IBM ‘super-fridge’ aims to solve quantum computer cooling problem
- IBM has set out a roadmap to develop larger qubit systems – from its current quantum computer of 64 qubits to a 1-million-qubit.
- To move to a million-plus qubit machine, IBM is developing a dilution refrigerator, which would be larger than any currently available commercially
Say GoldenEye and the 1995 James Bond movie comes to mind, not a giant refrigerator.
But that’s the name computing giant IBM has given to a new refrigeration system in development designed to house the world’s first 1-million-qubit quantum computer.
At 10 feet tall and six feet wide, GoldenEye will go to a temperature of around 15 milli-kelvins or -459 Fahrenheit – or colder than outer space. These are the temperatures required to slow down the movement of atoms, so qubits can hold value.
IBM’s director of quantum hardware system development, Jerry Chow, told Digital Trends that “for the quantum effects to emerge, [quantum computers] need to be cooled down to extremely low temperatures. In fact, all the infrastructure that goes around even just the processor itself requires a fair amount of cooling, especially as you scale it up, right?”
That said, such a scaling-up process had led Chow and his team to the inescapable conclusion that IBM really needed to get into the refrigeration business — at least when it comes to quantum computers.
There have been some creative solutions proposed for the quantum computer refrigeration problem, including the ‘nanofridge’, which works by tunneling single electrons through a 2 nm-thick insulator. By providing the electrons with too little energy to tunnel directly, the charged particles capture the remaining energy needed from the nearby quantum device, with the loss of energy consequently cooling the device.
Diamond has also been proposed as a more viable material than silicon for use within quantum computers, given its thermal conduction properties.
IBM’s quantum computing roadmap
To date, IBM’s largest quantum computer has 64 qubits. The company’s first step over 100 qubits is a 127-qubit IBM Quantum Eagle processor, which is due next year. This will be followed in 2022 by the 433-qubit IBM Quantum Osprey system, then the 1,221-qubit Quantum Condor system in 2023.
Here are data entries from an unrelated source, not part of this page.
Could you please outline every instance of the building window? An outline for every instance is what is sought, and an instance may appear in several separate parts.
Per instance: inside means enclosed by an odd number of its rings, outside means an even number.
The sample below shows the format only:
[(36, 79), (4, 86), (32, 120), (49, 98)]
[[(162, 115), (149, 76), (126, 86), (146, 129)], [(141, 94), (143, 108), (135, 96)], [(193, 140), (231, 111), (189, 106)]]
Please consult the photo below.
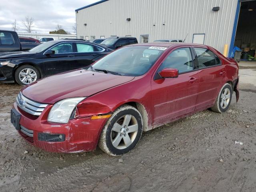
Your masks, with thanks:
[(192, 42), (198, 44), (204, 44), (205, 36), (204, 34), (193, 34)]
[(215, 55), (208, 49), (195, 47), (199, 69), (216, 65)]
[(148, 42), (148, 35), (141, 35), (140, 36), (141, 43)]

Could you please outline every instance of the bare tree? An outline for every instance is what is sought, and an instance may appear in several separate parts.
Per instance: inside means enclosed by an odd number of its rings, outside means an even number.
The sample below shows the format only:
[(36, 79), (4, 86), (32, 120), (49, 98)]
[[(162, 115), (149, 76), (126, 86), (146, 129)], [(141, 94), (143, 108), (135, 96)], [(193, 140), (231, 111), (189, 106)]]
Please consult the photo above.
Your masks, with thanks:
[(18, 26), (18, 24), (17, 23), (17, 22), (16, 21), (16, 20), (14, 20), (14, 21), (12, 24), (12, 29), (14, 31), (18, 31), (20, 28)]
[(74, 31), (74, 32), (76, 34), (77, 32), (76, 30), (76, 24), (75, 23), (72, 27), (73, 30)]
[(62, 26), (60, 24), (57, 25), (56, 26), (56, 30), (58, 31), (58, 30), (60, 30), (61, 29), (63, 29), (62, 28)]
[(22, 24), (25, 28), (25, 30), (28, 33), (31, 33), (32, 31), (32, 25), (34, 24), (34, 18), (29, 16), (25, 18), (25, 20), (22, 21)]

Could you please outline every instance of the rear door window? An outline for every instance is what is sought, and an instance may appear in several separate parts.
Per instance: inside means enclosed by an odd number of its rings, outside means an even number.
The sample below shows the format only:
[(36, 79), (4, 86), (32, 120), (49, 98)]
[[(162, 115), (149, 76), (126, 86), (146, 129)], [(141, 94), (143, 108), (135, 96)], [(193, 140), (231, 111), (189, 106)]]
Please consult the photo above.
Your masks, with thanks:
[(0, 32), (0, 43), (2, 45), (13, 45), (14, 40), (12, 34), (7, 31)]
[(55, 54), (74, 52), (72, 43), (64, 43), (59, 44), (52, 48), (51, 50), (55, 51)]
[(87, 43), (76, 43), (76, 48), (78, 53), (88, 53), (90, 52), (99, 52), (103, 49), (101, 47), (91, 45)]
[[(208, 49), (194, 47), (199, 69), (216, 65), (215, 55)], [(220, 62), (219, 60), (219, 62)]]

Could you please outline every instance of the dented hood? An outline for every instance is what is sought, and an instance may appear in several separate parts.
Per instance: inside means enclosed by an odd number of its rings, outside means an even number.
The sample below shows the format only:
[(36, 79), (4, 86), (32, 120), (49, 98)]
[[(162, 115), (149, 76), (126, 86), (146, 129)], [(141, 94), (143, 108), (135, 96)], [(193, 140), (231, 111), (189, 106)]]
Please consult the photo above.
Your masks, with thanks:
[(67, 98), (90, 96), (134, 78), (80, 69), (42, 79), (21, 91), (25, 96), (34, 101), (54, 104)]

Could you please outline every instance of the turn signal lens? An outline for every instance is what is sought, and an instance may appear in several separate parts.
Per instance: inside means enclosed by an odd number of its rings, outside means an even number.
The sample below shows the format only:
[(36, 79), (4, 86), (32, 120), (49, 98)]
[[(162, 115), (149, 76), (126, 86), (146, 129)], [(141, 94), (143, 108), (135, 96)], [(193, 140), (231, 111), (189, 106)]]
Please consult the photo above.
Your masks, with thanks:
[(106, 119), (106, 118), (109, 118), (112, 115), (112, 114), (110, 114), (108, 115), (94, 115), (92, 116), (91, 118), (91, 120), (94, 120), (95, 119)]

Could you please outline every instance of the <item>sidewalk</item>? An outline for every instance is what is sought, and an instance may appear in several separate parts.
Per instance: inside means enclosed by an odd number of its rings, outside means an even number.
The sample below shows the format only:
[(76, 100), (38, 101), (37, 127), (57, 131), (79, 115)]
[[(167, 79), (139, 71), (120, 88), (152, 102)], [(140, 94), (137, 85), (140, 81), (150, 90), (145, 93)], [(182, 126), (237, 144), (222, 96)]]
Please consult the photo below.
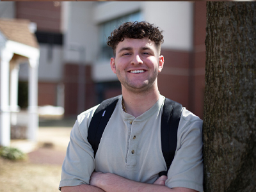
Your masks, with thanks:
[(11, 147), (26, 153), (31, 163), (62, 164), (75, 121), (74, 118), (40, 121), (36, 142), (12, 140)]

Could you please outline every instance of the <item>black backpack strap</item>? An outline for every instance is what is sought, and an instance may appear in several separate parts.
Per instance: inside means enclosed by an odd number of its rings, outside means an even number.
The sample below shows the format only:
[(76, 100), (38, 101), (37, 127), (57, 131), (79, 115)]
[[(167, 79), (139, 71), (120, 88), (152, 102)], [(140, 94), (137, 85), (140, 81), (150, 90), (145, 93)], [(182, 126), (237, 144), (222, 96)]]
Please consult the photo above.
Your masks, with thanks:
[(120, 95), (104, 100), (97, 108), (90, 123), (87, 139), (94, 150), (94, 157), (98, 150), (101, 136), (114, 111)]
[(165, 99), (161, 122), (162, 152), (167, 166), (167, 171), (159, 173), (166, 175), (176, 151), (178, 127), (182, 106), (171, 99)]

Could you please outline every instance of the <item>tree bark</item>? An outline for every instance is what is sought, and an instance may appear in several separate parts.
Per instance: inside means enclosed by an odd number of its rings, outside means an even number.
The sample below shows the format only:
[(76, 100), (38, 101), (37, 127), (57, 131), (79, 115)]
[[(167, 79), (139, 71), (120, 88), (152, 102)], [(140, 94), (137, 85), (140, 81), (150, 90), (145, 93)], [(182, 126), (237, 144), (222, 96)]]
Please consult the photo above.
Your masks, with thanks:
[(204, 192), (256, 191), (256, 3), (207, 2)]

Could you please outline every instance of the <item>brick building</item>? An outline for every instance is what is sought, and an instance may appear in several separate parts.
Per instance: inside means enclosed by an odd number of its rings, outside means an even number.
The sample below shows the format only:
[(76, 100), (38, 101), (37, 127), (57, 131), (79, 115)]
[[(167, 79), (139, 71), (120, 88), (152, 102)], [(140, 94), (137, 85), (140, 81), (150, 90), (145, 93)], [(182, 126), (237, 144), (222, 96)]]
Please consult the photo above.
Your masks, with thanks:
[[(1, 6), (8, 13), (1, 15)], [(62, 106), (67, 116), (76, 115), (120, 94), (106, 37), (122, 22), (147, 20), (164, 31), (160, 93), (203, 117), (205, 2), (0, 2), (4, 15), (37, 24), (38, 105)]]

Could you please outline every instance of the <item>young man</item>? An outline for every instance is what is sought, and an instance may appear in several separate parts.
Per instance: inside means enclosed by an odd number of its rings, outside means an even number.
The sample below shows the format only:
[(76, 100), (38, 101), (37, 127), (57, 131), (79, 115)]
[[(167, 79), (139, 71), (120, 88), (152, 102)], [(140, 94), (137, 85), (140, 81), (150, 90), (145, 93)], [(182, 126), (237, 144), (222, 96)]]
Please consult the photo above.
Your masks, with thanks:
[(118, 99), (96, 156), (87, 140), (97, 106), (77, 116), (62, 167), (61, 191), (203, 191), (202, 121), (183, 108), (175, 155), (166, 176), (161, 151), (161, 119), (164, 97), (157, 75), (163, 36), (145, 22), (127, 22), (108, 44), (110, 65), (121, 83)]

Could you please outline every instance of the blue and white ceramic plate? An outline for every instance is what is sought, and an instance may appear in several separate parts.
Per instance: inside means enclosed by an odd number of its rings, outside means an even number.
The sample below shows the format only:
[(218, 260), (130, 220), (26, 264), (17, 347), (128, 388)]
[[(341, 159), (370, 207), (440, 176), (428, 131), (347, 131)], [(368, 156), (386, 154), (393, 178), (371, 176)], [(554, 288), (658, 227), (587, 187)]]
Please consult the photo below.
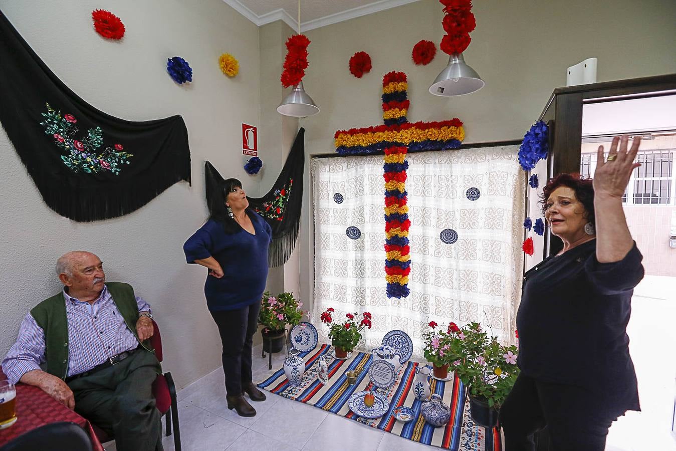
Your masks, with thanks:
[(406, 407), (406, 406), (395, 407), (392, 409), (392, 415), (397, 420), (399, 420), (402, 423), (408, 423), (414, 419), (415, 414), (415, 410), (412, 409), (410, 407)]
[[(364, 404), (364, 397), (367, 393), (372, 393), (375, 395), (376, 399), (373, 405), (367, 407)], [(347, 400), (347, 406), (349, 410), (364, 418), (380, 418), (387, 413), (389, 410), (389, 401), (385, 395), (382, 395), (377, 391), (360, 391), (349, 397)]]
[(394, 385), (397, 372), (394, 369), (394, 365), (380, 358), (373, 360), (368, 367), (368, 377), (376, 387), (387, 388)]
[(404, 331), (390, 331), (383, 337), (381, 344), (391, 346), (399, 354), (399, 362), (404, 364), (413, 355), (413, 341)]
[(301, 321), (293, 326), (289, 334), (291, 346), (301, 352), (312, 351), (316, 348), (319, 335), (314, 326), (307, 321)]

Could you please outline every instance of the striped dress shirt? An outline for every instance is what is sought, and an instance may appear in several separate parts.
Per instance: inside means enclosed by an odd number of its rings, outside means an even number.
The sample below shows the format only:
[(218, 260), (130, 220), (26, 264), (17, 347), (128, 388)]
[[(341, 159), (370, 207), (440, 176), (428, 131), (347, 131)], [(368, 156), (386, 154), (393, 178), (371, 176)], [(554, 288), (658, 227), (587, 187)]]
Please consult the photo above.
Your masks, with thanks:
[[(89, 371), (120, 352), (139, 346), (124, 324), (113, 297), (105, 287), (90, 304), (64, 291), (68, 322), (68, 376)], [(150, 304), (137, 296), (139, 311), (150, 311)], [(16, 383), (24, 373), (40, 369), (45, 362), (45, 332), (28, 312), (19, 327), (19, 336), (2, 362), (5, 374)]]

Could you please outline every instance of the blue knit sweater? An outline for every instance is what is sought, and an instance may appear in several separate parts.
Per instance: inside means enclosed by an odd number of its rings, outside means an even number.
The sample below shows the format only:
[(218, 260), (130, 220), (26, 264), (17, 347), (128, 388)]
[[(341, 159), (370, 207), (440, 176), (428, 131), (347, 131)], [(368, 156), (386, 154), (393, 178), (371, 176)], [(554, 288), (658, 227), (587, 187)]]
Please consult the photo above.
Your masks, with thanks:
[(272, 238), (270, 225), (257, 213), (247, 212), (256, 231), (243, 229), (227, 234), (220, 222), (209, 220), (183, 245), (188, 263), (214, 257), (223, 277), (207, 276), (204, 295), (211, 311), (241, 308), (260, 300), (268, 277), (268, 248)]

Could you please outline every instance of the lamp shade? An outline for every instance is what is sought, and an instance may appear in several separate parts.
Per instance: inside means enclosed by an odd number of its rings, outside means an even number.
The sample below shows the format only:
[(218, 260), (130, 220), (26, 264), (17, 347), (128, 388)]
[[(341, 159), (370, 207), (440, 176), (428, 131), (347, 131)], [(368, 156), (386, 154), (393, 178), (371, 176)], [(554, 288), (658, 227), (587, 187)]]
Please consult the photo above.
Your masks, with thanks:
[(429, 92), (443, 97), (464, 95), (479, 91), (485, 84), (477, 71), (465, 63), (462, 53), (454, 53), (448, 58), (448, 66), (429, 87)]
[(319, 107), (303, 89), (303, 82), (293, 86), (293, 89), (277, 107), (277, 112), (284, 116), (306, 118), (319, 112)]

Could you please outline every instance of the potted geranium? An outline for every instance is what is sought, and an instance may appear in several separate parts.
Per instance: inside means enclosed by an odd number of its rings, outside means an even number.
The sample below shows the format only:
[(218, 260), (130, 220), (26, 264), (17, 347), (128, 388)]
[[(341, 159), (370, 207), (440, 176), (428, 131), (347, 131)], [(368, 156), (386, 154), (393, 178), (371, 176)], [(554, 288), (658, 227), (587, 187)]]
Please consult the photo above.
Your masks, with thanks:
[(302, 306), (303, 303), (299, 302), (291, 293), (282, 293), (276, 296), (271, 295), (268, 291), (263, 293), (258, 324), (263, 326), (261, 335), (264, 351), (274, 354), (282, 350), (286, 339), (287, 325), (293, 327), (300, 323), (303, 316)]
[(492, 427), (498, 412), (518, 375), (516, 347), (500, 344), (489, 337), (478, 323), (454, 333), (462, 334), (460, 358), (453, 362), (456, 376), (467, 387), (470, 413), (475, 422)]
[(455, 333), (459, 330), (455, 323), (451, 323), (445, 330), (437, 329), (439, 325), (435, 321), (429, 325), (431, 330), (422, 333), (425, 358), (432, 364), (435, 377), (446, 379), (448, 367), (462, 355), (462, 335)]
[(362, 331), (364, 327), (371, 328), (371, 314), (364, 312), (361, 317), (357, 313), (345, 314), (346, 320), (334, 323), (332, 313), (334, 309), (329, 307), (320, 316), (322, 322), (329, 327), (329, 338), (335, 349), (337, 358), (345, 358), (347, 353), (362, 339)]

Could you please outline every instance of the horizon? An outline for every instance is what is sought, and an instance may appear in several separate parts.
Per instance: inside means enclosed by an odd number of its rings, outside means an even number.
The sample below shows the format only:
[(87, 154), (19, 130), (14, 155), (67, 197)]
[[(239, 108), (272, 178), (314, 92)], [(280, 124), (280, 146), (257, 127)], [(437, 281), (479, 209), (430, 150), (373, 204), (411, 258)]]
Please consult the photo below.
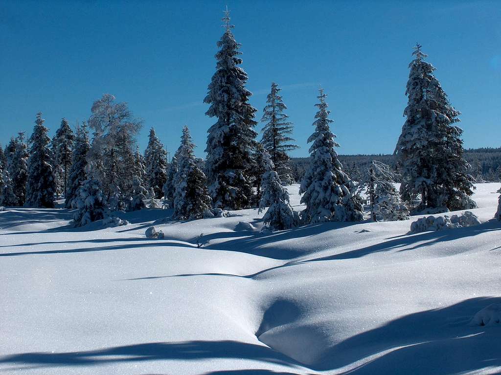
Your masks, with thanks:
[[(433, 6), (437, 16), (447, 15), (440, 16), (440, 33), (431, 27), (435, 18), (420, 18), (428, 10), (423, 4)], [(277, 82), (294, 124), (293, 137), (301, 147), (291, 156), (308, 156), (306, 139), (313, 131), (321, 85), (329, 95), (339, 154), (392, 153), (405, 121), (407, 65), (418, 41), (451, 102), (462, 112), (458, 125), (465, 149), (499, 147), (489, 135), (500, 120), (501, 55), (495, 48), (501, 41), (496, 21), (499, 7), (489, 1), (432, 4), (228, 4), (233, 33), (242, 45), (240, 66), (253, 92), (249, 102), (258, 110), (258, 139), (266, 95), (271, 82)], [(4, 3), (0, 8), (2, 146), (18, 131), (29, 137), (39, 111), (51, 136), (62, 117), (74, 128), (76, 121), (89, 118), (94, 100), (110, 93), (144, 120), (138, 136), (141, 151), (154, 127), (172, 154), (186, 124), (197, 156), (204, 157), (206, 130), (215, 120), (205, 115), (208, 105), (203, 100), (215, 72), (225, 5)], [(422, 23), (418, 33), (402, 19), (409, 13)], [(461, 49), (468, 53), (458, 54)]]

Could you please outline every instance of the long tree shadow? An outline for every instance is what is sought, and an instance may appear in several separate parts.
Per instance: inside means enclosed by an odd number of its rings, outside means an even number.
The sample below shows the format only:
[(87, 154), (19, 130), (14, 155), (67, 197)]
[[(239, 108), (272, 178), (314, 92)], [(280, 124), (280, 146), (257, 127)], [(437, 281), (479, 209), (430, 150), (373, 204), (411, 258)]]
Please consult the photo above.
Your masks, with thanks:
[(299, 362), (264, 345), (232, 340), (151, 342), (69, 352), (20, 353), (0, 356), (0, 363), (57, 366), (149, 360), (244, 358), (286, 365)]
[[(499, 327), (471, 326), (473, 315), (501, 297), (477, 297), (403, 316), (327, 349), (310, 367), (339, 368), (386, 353), (349, 371), (354, 374), (463, 373), (501, 366)], [(423, 361), (422, 368), (415, 366)]]
[[(148, 241), (147, 239), (140, 239), (141, 241)], [(134, 240), (132, 240), (133, 241)], [(99, 241), (99, 240), (98, 240)], [(119, 241), (121, 241), (122, 239)], [(87, 241), (92, 242), (93, 241)], [(108, 241), (105, 241), (108, 242)], [(85, 253), (93, 251), (108, 251), (110, 250), (124, 250), (132, 249), (137, 249), (147, 247), (186, 247), (193, 249), (193, 247), (187, 244), (177, 242), (171, 242), (169, 241), (162, 241), (159, 240), (153, 240), (149, 242), (148, 243), (135, 244), (134, 245), (118, 245), (114, 246), (100, 246), (91, 247), (86, 248), (80, 248), (77, 249), (63, 249), (58, 250), (41, 250), (38, 251), (20, 251), (18, 252), (3, 253), (0, 254), (0, 257), (12, 257), (20, 255), (33, 255), (40, 254), (68, 254), (71, 253)]]

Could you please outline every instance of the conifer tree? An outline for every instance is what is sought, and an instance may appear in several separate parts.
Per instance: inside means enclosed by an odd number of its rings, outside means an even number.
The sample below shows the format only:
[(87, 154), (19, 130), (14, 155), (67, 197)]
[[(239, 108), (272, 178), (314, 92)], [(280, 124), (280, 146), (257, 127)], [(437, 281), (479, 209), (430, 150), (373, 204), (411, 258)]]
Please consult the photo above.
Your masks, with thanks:
[(262, 131), (261, 143), (271, 156), (281, 180), (284, 184), (290, 185), (294, 178), (289, 165), (290, 158), (288, 152), (299, 146), (291, 143), (294, 140), (290, 136), (292, 133), (292, 123), (288, 121), (289, 116), (284, 113), (287, 107), (279, 95), (281, 90), (276, 83), (272, 84), (271, 92), (268, 94), (261, 119), (266, 123)]
[(4, 169), (0, 178), (0, 206), (13, 206), (18, 204), (18, 197), (13, 189), (13, 183), (9, 171)]
[(174, 214), (178, 220), (201, 219), (211, 207), (205, 175), (198, 165), (195, 157), (195, 144), (188, 127), (183, 128), (181, 145), (176, 152), (179, 163), (174, 177), (175, 193)]
[(142, 126), (142, 120), (134, 118), (126, 103), (116, 103), (115, 99), (105, 94), (95, 101), (89, 119), (89, 126), (95, 133), (88, 157), (98, 167), (99, 173), (95, 177), (107, 197), (115, 185), (122, 192), (131, 189), (134, 137)]
[(225, 29), (217, 42), (216, 72), (204, 102), (205, 113), (217, 122), (209, 129), (205, 171), (214, 207), (239, 210), (249, 206), (253, 189), (248, 176), (251, 153), (257, 133), (254, 127), (256, 108), (248, 103), (247, 74), (238, 67), (240, 45), (231, 33), (229, 13), (223, 18)]
[(77, 128), (75, 150), (72, 157), (71, 167), (68, 175), (68, 189), (65, 201), (67, 208), (71, 208), (72, 203), (76, 198), (77, 190), (85, 180), (85, 168), (87, 165), (87, 154), (91, 146), (89, 142), (89, 131), (84, 122)]
[(30, 138), (31, 149), (25, 203), (28, 207), (54, 207), (56, 185), (49, 148), (51, 139), (47, 136), (49, 129), (44, 126), (45, 121), (41, 113), (37, 114), (33, 133)]
[(9, 163), (9, 173), (12, 178), (13, 189), (18, 197), (17, 206), (24, 205), (26, 200), (26, 181), (28, 168), (28, 147), (25, 143), (25, 133), (20, 132), (14, 142), (15, 149)]
[(65, 197), (68, 191), (68, 180), (71, 168), (75, 136), (66, 118), (61, 120), (61, 124), (54, 136), (54, 164), (57, 166), (60, 176), (61, 189)]
[(261, 210), (268, 207), (263, 217), (263, 222), (273, 230), (289, 229), (294, 226), (295, 222), (289, 192), (282, 186), (271, 156), (266, 150), (263, 150), (262, 158), (267, 169), (263, 175), (263, 197), (259, 208)]
[(348, 186), (351, 180), (342, 170), (335, 147), (336, 136), (331, 132), (330, 111), (325, 102), (327, 95), (320, 89), (315, 104), (318, 112), (313, 122), (315, 132), (308, 138), (310, 165), (301, 183), (301, 203), (306, 205), (302, 213), (307, 223), (326, 221), (359, 221), (363, 219), (362, 205), (354, 199)]
[(4, 149), (0, 144), (0, 170), (4, 170), (7, 168), (7, 158), (6, 157)]
[(82, 227), (104, 218), (106, 197), (99, 186), (99, 181), (94, 175), (96, 172), (96, 165), (90, 162), (86, 167), (87, 179), (77, 190), (74, 201), (77, 209), (73, 215), (75, 227)]
[(449, 103), (421, 47), (414, 47), (409, 65), (407, 119), (395, 150), (402, 176), (400, 192), (409, 203), (420, 195), (416, 211), (474, 208), (469, 198), (474, 180), (462, 157), (462, 130), (454, 125), (460, 113)]
[(16, 152), (16, 149), (17, 145), (17, 138), (11, 137), (11, 140), (9, 144), (5, 146), (5, 158), (7, 161), (6, 167), (9, 168), (11, 163), (12, 162), (12, 159), (14, 157), (14, 153)]
[(149, 140), (144, 152), (144, 159), (148, 186), (153, 189), (156, 198), (161, 198), (162, 188), (167, 180), (167, 151), (153, 128), (150, 130)]
[(167, 179), (164, 184), (162, 190), (163, 192), (163, 200), (165, 204), (168, 205), (170, 208), (174, 207), (174, 195), (176, 192), (176, 186), (174, 183), (174, 178), (179, 165), (177, 162), (177, 152), (172, 156), (170, 163), (167, 170)]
Vice-president of IBM Quantum Jay Gambetta, in a blog post, described how the roadmap for quantum computing would put IBM on a course towards a future million-plus qubit processor. This, he said, would involve industry-leading knowledge, multidisciplinary teams, and agile methodology to improve every element of quantum computer systems.
To move to a million-plus qubit machine – which is a pretty impressive leap from the current 64 qubits – IBM is developing a dilution refrigerator, which would be larger than any currently available commercially.
“The design principles established for our smaller processors will set us on a course to release a 433-qubit IBM Quantum Osprey system in 2022. More efficient and denser controls and cryogenic infrastructure will ensure that scaling up our processors doesn’t sacrifice the performance of our individual qubits, introduce further sources of noise, or take up too large a footprint,” Gambetta said in the post.
Discussing the work IBM is taking on to build a cooler for future iterations of its quantum computers, he said: “The 10ft tall and 6ft wide ‘super-fridge’ – internally codenamed Goldeneye – is a dilution refrigerator larger than any commercially available today. Our team has designed this behemoth with a million-qubit system in mind and has already begun fundamental feasibility tests.”
Ultimately, IBM envisions a future where quantum-interconnects link dilution refrigerators, each holding a million qubits like the intranet links supercomputing processors, creating a massive parallel quantum computer capable of changing the world.
Of course, setting out a roadmap to develop larger and larger qubit systems doesn’t exclude them from the problems that may come with it. Gambetta acknowledges the challenges the company is facing in building quantum computers. “Knowing the way forward doesn’t remove the obstacles; we face some of the biggest challenges in the history of technological progress. But, with our clear vision, a fault-tolerant quantum computer now feels like an achievable goal within the coming decade,” he wrote in the blog.